China’s leaders “are still presenting themselves as a model that is superior to Western liberal democracies in the way they managed the pandemic, and that narrative and effort to shape the outside perception is very much targeting the global south,” says Nadège Rolland, senior fellow in political and security affairs at The National Bureau of Asian Research.
“In the Western countries, we have been more the recipient of the wolf warrior diplomacy, but some of that is a way for China to position itself as a country that stands up for itself …. and that is appealing in a way for portions of the global south,” she says.
It’s a pragmatic approach in which China targets developing countries in Eurasia, South Asia, Southeast Asia, and Africa – the “soft underbelly of Western influence,” Ms. Rolland says.

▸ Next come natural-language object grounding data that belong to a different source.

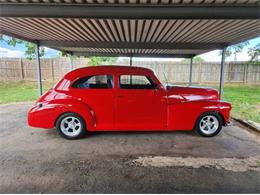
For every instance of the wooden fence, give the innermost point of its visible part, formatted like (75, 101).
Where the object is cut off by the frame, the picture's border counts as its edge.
(176, 72)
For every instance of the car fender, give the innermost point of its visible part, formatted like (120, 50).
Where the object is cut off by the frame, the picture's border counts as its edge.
(78, 107)
(183, 115)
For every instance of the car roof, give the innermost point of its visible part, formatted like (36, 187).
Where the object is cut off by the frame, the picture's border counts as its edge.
(111, 69)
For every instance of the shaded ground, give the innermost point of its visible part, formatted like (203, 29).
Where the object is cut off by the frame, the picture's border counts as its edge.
(38, 160)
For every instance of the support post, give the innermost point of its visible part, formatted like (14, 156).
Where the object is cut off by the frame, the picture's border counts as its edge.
(71, 62)
(222, 73)
(190, 76)
(131, 64)
(38, 69)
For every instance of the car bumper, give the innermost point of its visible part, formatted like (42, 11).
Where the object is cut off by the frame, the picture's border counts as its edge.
(42, 116)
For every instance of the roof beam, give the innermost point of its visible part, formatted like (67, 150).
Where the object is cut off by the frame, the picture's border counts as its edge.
(133, 45)
(88, 54)
(130, 12)
(17, 36)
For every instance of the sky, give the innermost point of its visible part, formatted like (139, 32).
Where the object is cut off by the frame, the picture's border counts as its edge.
(19, 49)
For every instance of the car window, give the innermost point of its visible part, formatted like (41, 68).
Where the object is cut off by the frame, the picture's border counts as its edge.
(95, 82)
(136, 82)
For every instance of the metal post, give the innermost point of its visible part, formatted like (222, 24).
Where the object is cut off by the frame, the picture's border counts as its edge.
(222, 73)
(190, 78)
(131, 61)
(71, 62)
(38, 69)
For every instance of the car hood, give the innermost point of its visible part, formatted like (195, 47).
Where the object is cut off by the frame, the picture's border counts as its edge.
(192, 93)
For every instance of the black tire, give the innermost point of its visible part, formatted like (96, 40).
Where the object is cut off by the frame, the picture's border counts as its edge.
(199, 121)
(80, 132)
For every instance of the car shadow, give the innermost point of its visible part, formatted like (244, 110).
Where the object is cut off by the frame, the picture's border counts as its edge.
(141, 133)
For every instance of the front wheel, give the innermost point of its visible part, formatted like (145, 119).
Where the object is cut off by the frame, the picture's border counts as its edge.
(209, 124)
(71, 126)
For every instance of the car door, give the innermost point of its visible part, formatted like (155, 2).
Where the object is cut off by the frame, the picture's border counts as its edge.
(97, 92)
(140, 104)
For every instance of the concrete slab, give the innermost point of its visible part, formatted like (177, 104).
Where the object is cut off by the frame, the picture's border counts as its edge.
(39, 160)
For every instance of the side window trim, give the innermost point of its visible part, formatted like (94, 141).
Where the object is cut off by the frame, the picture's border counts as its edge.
(153, 84)
(109, 77)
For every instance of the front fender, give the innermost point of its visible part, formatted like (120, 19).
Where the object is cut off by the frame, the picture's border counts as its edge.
(45, 114)
(183, 115)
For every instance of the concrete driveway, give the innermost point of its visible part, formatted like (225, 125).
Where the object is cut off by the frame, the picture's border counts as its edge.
(40, 161)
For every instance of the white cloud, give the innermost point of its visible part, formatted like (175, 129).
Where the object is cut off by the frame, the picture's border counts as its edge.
(8, 53)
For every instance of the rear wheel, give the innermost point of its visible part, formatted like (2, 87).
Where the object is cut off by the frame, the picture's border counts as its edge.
(71, 126)
(209, 124)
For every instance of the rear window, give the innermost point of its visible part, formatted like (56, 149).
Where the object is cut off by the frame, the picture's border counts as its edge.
(95, 82)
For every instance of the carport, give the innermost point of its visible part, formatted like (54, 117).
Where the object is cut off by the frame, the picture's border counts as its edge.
(132, 28)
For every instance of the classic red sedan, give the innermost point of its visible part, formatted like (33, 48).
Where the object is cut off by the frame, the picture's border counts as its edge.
(117, 98)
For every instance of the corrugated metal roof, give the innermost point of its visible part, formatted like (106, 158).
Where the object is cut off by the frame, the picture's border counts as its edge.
(158, 37)
(134, 2)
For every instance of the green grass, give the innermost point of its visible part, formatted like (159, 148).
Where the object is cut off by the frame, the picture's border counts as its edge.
(20, 91)
(245, 99)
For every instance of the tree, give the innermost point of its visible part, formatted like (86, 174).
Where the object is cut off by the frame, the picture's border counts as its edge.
(93, 61)
(254, 53)
(30, 47)
(196, 59)
(235, 49)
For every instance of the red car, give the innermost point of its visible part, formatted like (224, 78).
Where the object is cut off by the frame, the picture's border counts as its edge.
(116, 98)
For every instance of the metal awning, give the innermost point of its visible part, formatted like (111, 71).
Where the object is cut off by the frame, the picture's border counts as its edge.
(141, 28)
(155, 28)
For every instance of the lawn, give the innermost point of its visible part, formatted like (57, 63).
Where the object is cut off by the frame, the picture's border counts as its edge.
(245, 99)
(20, 91)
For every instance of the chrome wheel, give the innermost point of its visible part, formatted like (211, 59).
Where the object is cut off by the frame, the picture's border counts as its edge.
(209, 124)
(71, 126)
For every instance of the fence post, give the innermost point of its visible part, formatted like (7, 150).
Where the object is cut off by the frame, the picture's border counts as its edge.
(245, 73)
(22, 69)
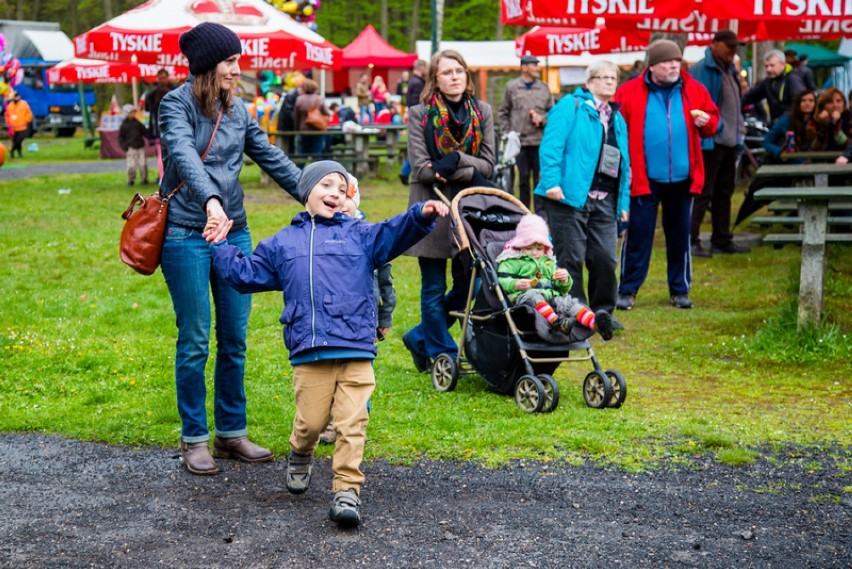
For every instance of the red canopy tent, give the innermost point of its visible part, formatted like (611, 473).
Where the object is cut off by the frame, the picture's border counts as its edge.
(78, 70)
(270, 38)
(548, 12)
(546, 40)
(370, 52)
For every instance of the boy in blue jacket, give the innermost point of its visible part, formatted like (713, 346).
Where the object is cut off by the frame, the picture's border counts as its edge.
(324, 262)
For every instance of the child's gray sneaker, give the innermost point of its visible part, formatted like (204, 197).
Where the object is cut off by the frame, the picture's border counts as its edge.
(298, 472)
(345, 509)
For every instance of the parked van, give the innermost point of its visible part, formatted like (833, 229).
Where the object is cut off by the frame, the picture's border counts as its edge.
(39, 46)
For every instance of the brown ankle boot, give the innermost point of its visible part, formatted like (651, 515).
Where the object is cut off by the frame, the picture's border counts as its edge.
(240, 448)
(196, 457)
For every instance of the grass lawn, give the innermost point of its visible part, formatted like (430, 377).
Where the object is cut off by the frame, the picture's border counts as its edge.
(87, 348)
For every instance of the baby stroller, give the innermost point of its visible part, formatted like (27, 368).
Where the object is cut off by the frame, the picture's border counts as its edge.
(498, 339)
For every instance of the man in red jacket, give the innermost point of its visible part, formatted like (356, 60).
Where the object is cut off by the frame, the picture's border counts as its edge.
(667, 112)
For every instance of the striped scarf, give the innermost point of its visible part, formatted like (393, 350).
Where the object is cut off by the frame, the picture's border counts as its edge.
(439, 116)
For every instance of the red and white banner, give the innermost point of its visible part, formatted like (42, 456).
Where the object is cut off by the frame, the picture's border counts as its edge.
(569, 12)
(574, 41)
(77, 70)
(270, 38)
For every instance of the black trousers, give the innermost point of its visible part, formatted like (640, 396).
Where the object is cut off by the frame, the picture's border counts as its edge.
(587, 236)
(719, 181)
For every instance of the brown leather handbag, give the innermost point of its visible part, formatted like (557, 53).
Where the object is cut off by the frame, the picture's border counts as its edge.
(141, 243)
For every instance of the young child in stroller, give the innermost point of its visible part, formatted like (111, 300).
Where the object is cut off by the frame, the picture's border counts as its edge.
(528, 273)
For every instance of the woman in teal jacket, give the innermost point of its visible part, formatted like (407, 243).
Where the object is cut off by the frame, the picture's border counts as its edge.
(585, 174)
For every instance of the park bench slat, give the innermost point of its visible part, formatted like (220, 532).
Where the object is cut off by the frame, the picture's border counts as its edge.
(797, 238)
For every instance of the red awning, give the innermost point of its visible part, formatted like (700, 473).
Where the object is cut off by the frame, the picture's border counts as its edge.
(370, 49)
(550, 13)
(270, 38)
(574, 41)
(77, 70)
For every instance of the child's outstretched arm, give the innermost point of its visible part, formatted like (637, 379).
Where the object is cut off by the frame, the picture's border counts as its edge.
(255, 273)
(394, 236)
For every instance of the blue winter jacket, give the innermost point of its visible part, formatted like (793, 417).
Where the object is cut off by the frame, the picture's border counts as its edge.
(185, 134)
(570, 150)
(708, 73)
(324, 266)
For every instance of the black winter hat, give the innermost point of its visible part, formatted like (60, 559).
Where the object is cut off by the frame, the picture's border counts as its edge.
(208, 44)
(316, 171)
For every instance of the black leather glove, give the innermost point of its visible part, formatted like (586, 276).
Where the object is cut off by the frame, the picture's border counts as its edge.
(447, 165)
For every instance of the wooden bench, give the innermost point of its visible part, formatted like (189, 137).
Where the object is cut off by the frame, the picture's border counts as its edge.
(767, 220)
(813, 204)
(792, 206)
(797, 238)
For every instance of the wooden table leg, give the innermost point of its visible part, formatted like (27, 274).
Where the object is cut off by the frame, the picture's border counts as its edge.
(362, 150)
(815, 216)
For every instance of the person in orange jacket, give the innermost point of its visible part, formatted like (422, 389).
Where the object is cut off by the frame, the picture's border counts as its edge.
(18, 119)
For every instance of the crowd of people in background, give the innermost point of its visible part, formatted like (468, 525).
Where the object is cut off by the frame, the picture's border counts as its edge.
(600, 163)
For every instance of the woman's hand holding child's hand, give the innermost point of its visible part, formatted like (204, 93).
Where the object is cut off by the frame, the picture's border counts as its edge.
(218, 224)
(434, 207)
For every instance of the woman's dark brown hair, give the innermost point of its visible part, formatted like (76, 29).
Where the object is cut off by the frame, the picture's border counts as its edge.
(798, 119)
(209, 95)
(431, 86)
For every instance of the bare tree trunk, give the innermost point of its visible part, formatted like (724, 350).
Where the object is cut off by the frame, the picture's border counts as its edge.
(414, 30)
(493, 79)
(73, 18)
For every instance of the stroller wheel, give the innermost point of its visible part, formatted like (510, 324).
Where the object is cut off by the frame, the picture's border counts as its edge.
(618, 386)
(445, 373)
(529, 394)
(551, 393)
(596, 390)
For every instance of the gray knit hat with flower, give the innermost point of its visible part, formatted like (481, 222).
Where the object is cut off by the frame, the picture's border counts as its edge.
(316, 171)
(207, 45)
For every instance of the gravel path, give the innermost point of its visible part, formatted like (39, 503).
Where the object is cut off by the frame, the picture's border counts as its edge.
(73, 504)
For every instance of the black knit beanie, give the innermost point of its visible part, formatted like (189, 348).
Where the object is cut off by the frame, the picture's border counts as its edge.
(314, 172)
(663, 50)
(208, 44)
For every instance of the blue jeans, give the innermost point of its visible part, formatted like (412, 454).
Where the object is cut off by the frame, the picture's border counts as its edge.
(676, 202)
(432, 336)
(190, 277)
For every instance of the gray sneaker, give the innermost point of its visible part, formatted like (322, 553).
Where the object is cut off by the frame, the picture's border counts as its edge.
(298, 472)
(345, 509)
(625, 301)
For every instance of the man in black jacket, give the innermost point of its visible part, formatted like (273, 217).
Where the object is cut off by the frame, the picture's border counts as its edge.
(780, 87)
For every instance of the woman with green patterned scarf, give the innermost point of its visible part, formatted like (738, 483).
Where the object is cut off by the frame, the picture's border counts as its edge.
(450, 144)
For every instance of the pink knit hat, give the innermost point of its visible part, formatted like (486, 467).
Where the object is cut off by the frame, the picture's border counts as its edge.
(531, 229)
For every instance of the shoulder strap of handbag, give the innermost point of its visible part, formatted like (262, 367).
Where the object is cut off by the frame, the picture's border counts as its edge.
(204, 155)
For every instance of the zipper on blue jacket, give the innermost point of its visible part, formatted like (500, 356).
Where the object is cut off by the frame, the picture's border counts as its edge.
(311, 284)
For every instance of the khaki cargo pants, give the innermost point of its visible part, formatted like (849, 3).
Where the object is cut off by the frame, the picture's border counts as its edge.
(338, 389)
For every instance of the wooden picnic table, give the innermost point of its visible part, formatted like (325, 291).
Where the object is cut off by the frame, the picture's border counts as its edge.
(812, 155)
(813, 209)
(358, 143)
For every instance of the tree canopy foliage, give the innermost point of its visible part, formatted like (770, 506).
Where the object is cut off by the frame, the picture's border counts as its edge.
(339, 21)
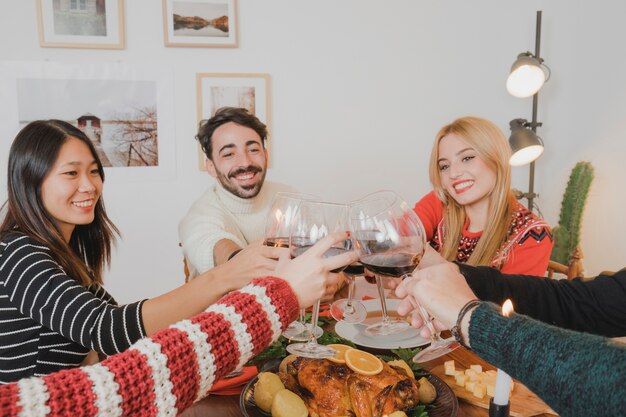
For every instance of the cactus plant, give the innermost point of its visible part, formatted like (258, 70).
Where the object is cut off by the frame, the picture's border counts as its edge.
(567, 233)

“It’s like the Leninist principle: ‘Probe with bayonets. If you encounter mush, proceed. If you encounter steel, withdraw.’ So the steel right now is felt in advanced industrial democracies, in the U.S., in Asia, in Europe,” she says, as they push back on China’s human rights record and military expansion.
“So instead of pushing harder, you use those efforts in other parts of the world more amenable to your views,” she says – countries that “could then become your partners and vote with you at the U.N. and be your friends on the international stage whenever you need voices to back you up on what you are doing in the Xinjiang region or things like that. This is what we are starting to see.”